U.S. military officials said the United States "will continue to coordinate" with the Taliban in providing safe passage to the airport in Kabul, Afghanistan, where suicide bombers carried out an attack that killed 12 U.S. service members and injured 15 others.
Marine Corps Gen. Kenneth F. McKenzie Jr., commander of U.S. Central Command, said during a press briefing Thursday that the evacuation effort out of the Harmid Karzai International Airport will continue, and that the U.S. military had been sharing "information with the Taliban" to help prevent such attacks.
"We share versions of this information with the Taliban, so that they can actually do some searching out there for us. And we believe that some attacks have been thwarted by them," he said. "We cut down the information we give the Taliban, they don't get the full range of information that we have, but we give them enough to act time and space to try and prevent these attacks."
McKenzie said he expected such attacks to continue and that the U.S. military is doing everything it can to be prepared for those attacks.
"That includes reaching out to the Taliban, who are actually providing the outer security around the airfield to make sure they know what we expect them to do to protect us, and we will continue to coordinate with them going forward," he said.

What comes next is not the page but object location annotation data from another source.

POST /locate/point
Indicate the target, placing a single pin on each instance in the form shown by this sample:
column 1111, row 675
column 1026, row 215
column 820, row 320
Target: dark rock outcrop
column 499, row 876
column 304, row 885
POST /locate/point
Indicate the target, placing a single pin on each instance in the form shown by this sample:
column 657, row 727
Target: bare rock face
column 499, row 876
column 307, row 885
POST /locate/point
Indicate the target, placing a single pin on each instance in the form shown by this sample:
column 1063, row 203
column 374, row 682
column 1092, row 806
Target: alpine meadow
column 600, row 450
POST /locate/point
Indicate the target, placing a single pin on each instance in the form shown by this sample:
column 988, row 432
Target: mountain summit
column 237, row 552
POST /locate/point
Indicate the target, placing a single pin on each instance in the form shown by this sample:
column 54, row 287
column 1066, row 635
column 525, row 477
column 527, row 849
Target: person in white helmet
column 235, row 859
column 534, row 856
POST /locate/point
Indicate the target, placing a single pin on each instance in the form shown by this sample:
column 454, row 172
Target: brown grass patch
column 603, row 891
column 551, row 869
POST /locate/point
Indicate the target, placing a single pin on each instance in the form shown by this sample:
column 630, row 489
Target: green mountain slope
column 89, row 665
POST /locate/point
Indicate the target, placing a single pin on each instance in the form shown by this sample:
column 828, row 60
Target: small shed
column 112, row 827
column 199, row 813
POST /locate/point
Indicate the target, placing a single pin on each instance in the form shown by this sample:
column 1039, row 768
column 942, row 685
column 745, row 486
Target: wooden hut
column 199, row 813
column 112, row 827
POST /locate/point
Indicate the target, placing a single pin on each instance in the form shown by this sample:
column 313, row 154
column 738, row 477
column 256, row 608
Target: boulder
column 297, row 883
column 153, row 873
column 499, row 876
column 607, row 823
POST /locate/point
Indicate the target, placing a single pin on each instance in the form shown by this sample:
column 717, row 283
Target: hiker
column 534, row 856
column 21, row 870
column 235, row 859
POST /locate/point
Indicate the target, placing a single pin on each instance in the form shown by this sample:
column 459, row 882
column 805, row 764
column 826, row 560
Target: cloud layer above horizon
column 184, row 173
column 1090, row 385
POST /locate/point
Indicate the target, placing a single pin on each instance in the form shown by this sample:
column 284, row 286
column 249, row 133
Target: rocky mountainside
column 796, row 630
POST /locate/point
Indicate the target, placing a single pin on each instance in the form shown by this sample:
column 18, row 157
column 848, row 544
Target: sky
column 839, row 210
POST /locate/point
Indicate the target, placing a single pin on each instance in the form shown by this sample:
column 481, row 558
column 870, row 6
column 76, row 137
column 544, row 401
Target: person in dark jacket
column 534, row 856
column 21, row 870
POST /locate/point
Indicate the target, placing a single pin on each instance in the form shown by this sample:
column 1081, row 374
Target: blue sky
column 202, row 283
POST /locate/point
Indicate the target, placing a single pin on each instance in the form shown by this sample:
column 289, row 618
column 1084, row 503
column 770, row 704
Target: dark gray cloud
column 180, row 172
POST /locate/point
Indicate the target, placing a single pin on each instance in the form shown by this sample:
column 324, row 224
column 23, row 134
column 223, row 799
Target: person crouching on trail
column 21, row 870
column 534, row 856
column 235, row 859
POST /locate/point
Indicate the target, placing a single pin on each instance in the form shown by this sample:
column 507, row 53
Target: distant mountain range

Two explosions rocked Kabul earlier Thursday, one outside the airport's Abbey Gate and a second near the Baron hotel, where U.S. Army helicopters previously evacuated Americans into the Kabul airport.
President Biden has met with his national security team and will continue to be briefed on updates throughout the day, the White House said. The Department of State, meanwhile, has told congressional staff to stop directing Americans to the airport.